Canadian actress (born 1989)

Kylie Bunbury (born January 30, 1989) is a Canadian actress.

==Life==
Bunbury was born in Montreal, Canada, to Kristi Novak and Alex Bunbury, a soccer player. Her father is Guyanese-Canadian and her mother is an American of Polish and Swedish descent. She spent her childhood in England (for two years), Madeira, Portugal (for seven years) and Prior Lake, Minnesota, US. She considers Prior Lake home. She has three younger brothers: Teal, Mataeo, and Logan.

Bunbury became engaged to Jon-Ryan Alan Riggins on April 8, 2018. They married on January 1, 2020. They have two children: a son born in 2021 and a daughter born in 2024.

== Career ==
Bunbury originally worked as a model, and began acting at her agency's suggestion. She landed her first role as Kathleen in Days of Our Lives for one episode.
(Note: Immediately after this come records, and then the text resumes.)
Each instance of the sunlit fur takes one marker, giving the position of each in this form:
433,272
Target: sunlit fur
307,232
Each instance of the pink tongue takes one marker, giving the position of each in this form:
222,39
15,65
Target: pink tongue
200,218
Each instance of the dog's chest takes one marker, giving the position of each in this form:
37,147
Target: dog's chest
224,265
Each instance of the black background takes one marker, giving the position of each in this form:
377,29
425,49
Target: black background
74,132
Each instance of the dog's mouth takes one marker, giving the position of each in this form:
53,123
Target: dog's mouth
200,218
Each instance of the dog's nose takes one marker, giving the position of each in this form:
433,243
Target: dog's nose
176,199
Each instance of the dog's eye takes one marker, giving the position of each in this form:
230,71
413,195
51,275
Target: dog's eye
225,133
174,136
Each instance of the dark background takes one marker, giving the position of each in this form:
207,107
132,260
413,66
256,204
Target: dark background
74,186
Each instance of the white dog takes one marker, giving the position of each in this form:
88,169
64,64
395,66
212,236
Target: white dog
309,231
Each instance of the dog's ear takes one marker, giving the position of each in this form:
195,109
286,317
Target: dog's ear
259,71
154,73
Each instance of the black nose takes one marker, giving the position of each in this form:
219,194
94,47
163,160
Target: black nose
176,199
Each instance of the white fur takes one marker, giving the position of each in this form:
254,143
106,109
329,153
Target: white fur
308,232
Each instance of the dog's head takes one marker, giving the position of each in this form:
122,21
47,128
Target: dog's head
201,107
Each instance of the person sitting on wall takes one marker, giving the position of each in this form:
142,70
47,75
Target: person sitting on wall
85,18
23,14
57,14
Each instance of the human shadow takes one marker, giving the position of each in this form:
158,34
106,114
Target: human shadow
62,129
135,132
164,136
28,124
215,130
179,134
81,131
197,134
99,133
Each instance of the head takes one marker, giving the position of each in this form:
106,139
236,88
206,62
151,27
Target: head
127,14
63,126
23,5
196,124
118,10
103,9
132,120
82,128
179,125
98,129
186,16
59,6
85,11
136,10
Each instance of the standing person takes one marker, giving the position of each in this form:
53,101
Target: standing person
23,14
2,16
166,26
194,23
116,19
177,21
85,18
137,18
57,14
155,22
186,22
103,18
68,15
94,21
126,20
She also had roles in Prom and The Sitter. Bunbury portrayed Eva in the science fiction CBS television series Under the Dome. Bunbury starred in the Fox drama series Pitch, where she portrayed the (fictional) first female player in Major League Baseball. Pitch was canceled by Fox after one season on May 1, 2017.

Bunbury starred as Angie Richardson in the Netflix miniseries When They See Us, which premiered on May 31, 2019.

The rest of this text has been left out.